Emma Weleminsky-Smith 16 March 2013

Blackbird

Pembroke New Cellars, Thurs 14th- Sat 16th, 7pm

Blackbird forces the audience to question their views of love and paedophilia. It is an enthralling but truly terrifying play that powerfully addresses the complexities of sexual abuse. It revolves around the encounter of a woman and her childhood abuser who she has hunted down to his litter-strewn office after many years apart. The two characters, Una (Nisha Emlich) and Ray (Charlie Merriman) have both reworked their pasts in their minds to try to rationalise it, either by making themselves an uncomplicated victim or as ‘different’ to those other sick-minded paedophiles.

The play follows their journeys of self-interrogation, centred around the therapy they had and letters they wrote in the aftermath of their relationship, that expose the flaws in the stories they have told themselves for so many years. What makes the play shocking is not the horrible details of sexual abuse, but the strength of emotion between a 12-year-old child and her adult ‘lover’. Although some of the lines are scary, they are not melodramatic. This can be seen in the simple statements: ‘I did your sentence… I kept my name’, which expresses the power of Una’s anger towards Ray, who she cannot stand to see moving on and putting his past behind him.

The change in how Una and Ray relate to each other is fast in this one-scene play, but the first choppy and disjointed speech and the later closeness was delivered faultlessly. The intimacy of the theatre and its set-up in the round accentuates the changes in how the characters interact, with them sometimes almost throwing themselves into the audience, and at other points seeming to echo their past by playing together like children.

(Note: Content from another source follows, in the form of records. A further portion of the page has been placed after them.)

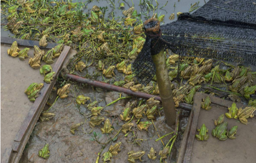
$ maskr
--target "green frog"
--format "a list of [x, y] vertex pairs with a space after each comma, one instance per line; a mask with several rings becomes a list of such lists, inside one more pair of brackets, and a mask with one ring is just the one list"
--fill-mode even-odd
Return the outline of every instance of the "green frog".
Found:
[[126, 62], [126, 61], [123, 61], [116, 65], [116, 68], [119, 72], [122, 73], [124, 72], [125, 69], [126, 68], [126, 66], [125, 65]]
[[161, 157], [161, 158], [163, 159], [167, 158], [168, 155], [169, 155], [169, 149], [170, 146], [167, 146], [164, 148], [164, 149], [160, 151], [159, 152], [159, 156]]
[[236, 137], [234, 135], [237, 134], [237, 130], [238, 126], [235, 126], [232, 128], [229, 131], [227, 132], [227, 137], [231, 140], [236, 139]]
[[50, 151], [49, 151], [49, 145], [46, 144], [39, 151], [38, 156], [44, 159], [48, 159], [50, 157]]
[[142, 151], [131, 151], [128, 153], [128, 161], [130, 163], [135, 163], [135, 160], [139, 159], [140, 161], [143, 161], [141, 157], [144, 155], [145, 152]]
[[93, 117], [91, 118], [90, 122], [89, 122], [89, 125], [90, 127], [94, 128], [95, 126], [98, 126], [102, 121], [105, 120], [103, 117]]
[[207, 134], [208, 129], [206, 128], [204, 124], [202, 124], [200, 129], [197, 129], [197, 131], [199, 132], [199, 135], [196, 135], [196, 138], [198, 141], [207, 141], [209, 139], [209, 135]]
[[227, 122], [224, 122], [216, 127], [215, 129], [212, 131], [212, 135], [214, 137], [216, 137], [219, 140], [224, 141], [227, 139], [226, 135]]
[[240, 122], [244, 124], [247, 124], [248, 121], [247, 118], [249, 117], [253, 118], [254, 114], [253, 112], [256, 110], [255, 107], [246, 107], [244, 109], [242, 109], [240, 108], [237, 112], [237, 116], [239, 118]]
[[212, 108], [212, 107], [210, 106], [211, 103], [211, 99], [208, 96], [203, 99], [202, 101], [202, 102], [201, 102], [201, 107], [202, 108], [206, 110], [209, 110]]
[[56, 58], [60, 56], [61, 51], [64, 49], [63, 44], [59, 44], [54, 48], [53, 55], [54, 58]]
[[196, 94], [196, 89], [193, 87], [190, 90], [189, 94], [186, 97], [184, 98], [185, 102], [189, 104], [192, 104], [194, 103], [194, 96]]
[[18, 55], [18, 51], [19, 51], [20, 49], [18, 48], [17, 42], [15, 41], [12, 43], [12, 44], [11, 48], [8, 49], [7, 50], [7, 53], [11, 56], [15, 57]]
[[77, 103], [79, 105], [80, 105], [81, 104], [84, 105], [85, 102], [88, 100], [90, 100], [90, 97], [89, 97], [85, 96], [83, 95], [80, 95], [77, 97], [76, 102], [77, 102]]
[[130, 112], [131, 112], [131, 102], [128, 102], [125, 106], [124, 112], [123, 112], [123, 115], [120, 114], [120, 118], [121, 120], [124, 121], [127, 121], [131, 119], [130, 117]]
[[53, 68], [51, 65], [44, 65], [40, 68], [40, 74], [45, 76], [45, 74], [53, 71]]
[[110, 161], [111, 162], [111, 158], [112, 157], [112, 155], [109, 151], [107, 151], [103, 153], [102, 155], [102, 161], [103, 163], [106, 163], [108, 161]]
[[25, 48], [23, 50], [20, 51], [18, 52], [18, 58], [19, 59], [24, 61], [25, 60], [25, 58], [28, 58], [29, 57], [29, 56], [28, 56], [28, 53], [29, 50], [30, 48]]
[[86, 65], [82, 61], [77, 62], [75, 66], [75, 69], [76, 69], [76, 71], [79, 71], [81, 73], [82, 73], [82, 71], [86, 67]]
[[149, 119], [155, 119], [155, 114], [157, 111], [157, 106], [154, 106], [152, 107], [150, 109], [147, 109], [147, 112], [146, 115]]
[[120, 146], [122, 142], [120, 141], [116, 143], [113, 146], [111, 145], [108, 149], [108, 151], [109, 151], [113, 156], [117, 155], [118, 152], [120, 151]]
[[110, 66], [107, 70], [104, 69], [102, 72], [103, 75], [107, 78], [113, 78], [113, 76], [115, 76], [115, 73], [114, 73], [115, 67], [115, 66]]
[[46, 40], [46, 37], [47, 36], [46, 35], [44, 35], [42, 36], [42, 38], [39, 40], [39, 46], [42, 47], [46, 47], [48, 45], [48, 43], [47, 43], [47, 40]]
[[42, 53], [36, 54], [34, 58], [30, 58], [29, 60], [29, 64], [32, 68], [35, 69], [39, 68], [41, 65], [41, 58]]
[[30, 101], [31, 102], [35, 102], [36, 98], [39, 96], [38, 94], [40, 91], [40, 90], [36, 90], [32, 92], [32, 93], [31, 93], [30, 95], [28, 96]]
[[121, 130], [121, 131], [122, 131], [123, 134], [126, 134], [127, 131], [131, 131], [132, 130], [131, 127], [132, 127], [133, 125], [133, 124], [131, 122], [123, 124], [122, 126], [122, 129]]
[[149, 121], [140, 122], [137, 124], [137, 128], [140, 131], [144, 130], [148, 131], [148, 129], [152, 124], [152, 122]]
[[141, 118], [143, 117], [142, 115], [144, 113], [145, 109], [147, 107], [147, 105], [142, 105], [138, 107], [135, 107], [132, 110], [132, 113], [136, 118]]
[[105, 121], [103, 128], [101, 129], [101, 131], [102, 134], [110, 134], [113, 130], [113, 129], [112, 129], [112, 125], [110, 123], [109, 119], [107, 118]]
[[81, 124], [73, 124], [70, 127], [70, 132], [73, 135], [75, 135], [75, 130], [77, 130], [77, 128], [81, 126]]
[[232, 77], [232, 75], [228, 71], [227, 71], [226, 72], [226, 74], [225, 74], [225, 76], [224, 76], [224, 79], [226, 81], [231, 81], [233, 80], [233, 78]]
[[95, 107], [93, 108], [91, 110], [92, 114], [94, 116], [97, 116], [98, 114], [100, 114], [101, 110], [103, 109], [102, 107]]
[[52, 80], [54, 78], [55, 73], [55, 72], [52, 72], [47, 74], [46, 75], [45, 75], [45, 76], [44, 77], [44, 79], [43, 79], [44, 81], [47, 83], [51, 83], [52, 81], [51, 80]]
[[221, 124], [223, 122], [224, 122], [224, 114], [221, 114], [219, 117], [219, 118], [217, 120], [215, 120], [214, 121], [214, 125], [216, 126], [218, 126], [218, 125]]
[[238, 117], [237, 115], [238, 108], [237, 107], [237, 104], [235, 102], [232, 104], [231, 107], [228, 108], [229, 112], [226, 112], [225, 115], [226, 118], [235, 118], [237, 119]]
[[256, 90], [256, 85], [251, 87], [247, 86], [244, 88], [244, 97], [249, 99], [250, 98], [250, 95], [253, 94]]
[[150, 150], [149, 151], [149, 153], [148, 154], [148, 157], [149, 158], [151, 159], [151, 160], [155, 160], [156, 159], [157, 157], [155, 155], [155, 153], [156, 152], [155, 151], [155, 150], [153, 147], [151, 147]]
[[53, 52], [54, 49], [52, 49], [48, 51], [45, 55], [43, 56], [42, 59], [46, 63], [52, 64], [54, 62], [53, 60], [54, 58]]

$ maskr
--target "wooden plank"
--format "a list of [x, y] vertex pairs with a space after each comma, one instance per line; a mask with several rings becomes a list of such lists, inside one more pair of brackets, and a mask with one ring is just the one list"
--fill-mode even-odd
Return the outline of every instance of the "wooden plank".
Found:
[[15, 41], [17, 41], [18, 45], [34, 47], [36, 45], [40, 48], [52, 49], [58, 44], [56, 43], [48, 43], [46, 47], [39, 46], [39, 42], [37, 41], [30, 40], [29, 39], [16, 39], [11, 37], [1, 37], [1, 43], [12, 44]]

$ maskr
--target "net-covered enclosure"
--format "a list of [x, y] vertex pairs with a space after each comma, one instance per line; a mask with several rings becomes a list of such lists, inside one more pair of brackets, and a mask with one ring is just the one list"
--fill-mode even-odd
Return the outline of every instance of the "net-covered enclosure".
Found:
[[133, 64], [133, 73], [142, 84], [153, 78], [150, 55], [163, 46], [181, 56], [256, 66], [256, 0], [210, 0], [161, 29], [161, 35], [147, 35]]

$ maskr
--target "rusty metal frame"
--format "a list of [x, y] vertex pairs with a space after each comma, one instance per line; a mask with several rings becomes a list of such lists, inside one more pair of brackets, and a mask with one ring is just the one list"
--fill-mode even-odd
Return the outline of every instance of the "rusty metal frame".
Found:
[[[14, 41], [16, 41], [18, 45], [20, 46], [34, 47], [34, 45], [36, 45], [40, 48], [48, 49], [52, 49], [58, 45], [57, 44], [49, 43], [47, 47], [43, 47], [39, 45], [39, 41], [1, 37], [1, 43], [2, 44], [12, 44]], [[16, 135], [12, 147], [6, 149], [3, 157], [1, 158], [1, 163], [18, 162], [24, 148], [49, 97], [57, 77], [60, 72], [62, 65], [70, 48], [70, 46], [68, 46], [64, 47], [60, 55], [53, 66], [53, 70], [56, 72], [56, 73], [52, 82], [51, 83], [44, 83], [44, 87], [41, 90], [39, 96], [30, 107], [21, 128]]]
[[[177, 163], [189, 163], [191, 162], [195, 135], [200, 113], [201, 101], [207, 96], [210, 97], [212, 104], [223, 107], [228, 107], [233, 102], [205, 93], [196, 92], [194, 96], [194, 106], [189, 118], [188, 124], [183, 134], [183, 139], [179, 148]], [[236, 104], [238, 107], [245, 107], [241, 104]]]

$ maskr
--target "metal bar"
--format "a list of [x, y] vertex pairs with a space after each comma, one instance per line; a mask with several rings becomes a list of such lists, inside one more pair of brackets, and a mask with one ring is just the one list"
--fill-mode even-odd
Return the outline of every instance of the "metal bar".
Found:
[[28, 47], [34, 47], [36, 45], [40, 48], [52, 49], [58, 44], [56, 43], [48, 43], [46, 47], [39, 46], [39, 42], [37, 41], [30, 40], [29, 39], [16, 39], [11, 37], [1, 37], [1, 43], [12, 44], [12, 43], [16, 41], [18, 45]]
[[[110, 84], [108, 83], [101, 82], [99, 81], [92, 80], [90, 79], [81, 77], [76, 75], [63, 72], [61, 73], [61, 74], [60, 74], [60, 76], [66, 79], [70, 79], [76, 82], [85, 84], [94, 87], [101, 88], [104, 90], [115, 91], [119, 92], [123, 92], [127, 95], [134, 96], [139, 98], [148, 99], [152, 97], [155, 96], [155, 100], [162, 101], [162, 99], [161, 99], [161, 98], [159, 96], [155, 96], [152, 95], [139, 91], [133, 92], [131, 90], [127, 88]], [[180, 103], [179, 107], [188, 111], [191, 111], [192, 107], [192, 105], [191, 105], [184, 103]]]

However, the jarring difference in their ages was not portrayed in their acting, which perhaps made it more difficult to remain aware of how unbalanced their relationship is even as adults. The choice not to make Merriman look like he was greying is understandable, but he simply didn’t move like a man in his late 50s. But despite this, their intimacy left the audience uncomfortably speechless at the end of the performance, which is surely a triumph for the actors involved.

The set and lighting were simple but effective. The rubbish everywhere acted as a backdrop to their ruined pasts but also as props for playfulness and the lighting was harsh. The concentration of the play into one room with a small door fits the intensity that would have been lessened by scene changes or a larger space. Overall, this is a very strong performance of a hugely challenging play that asks powerful questions that we cannot hope to answer about love in paedophilia.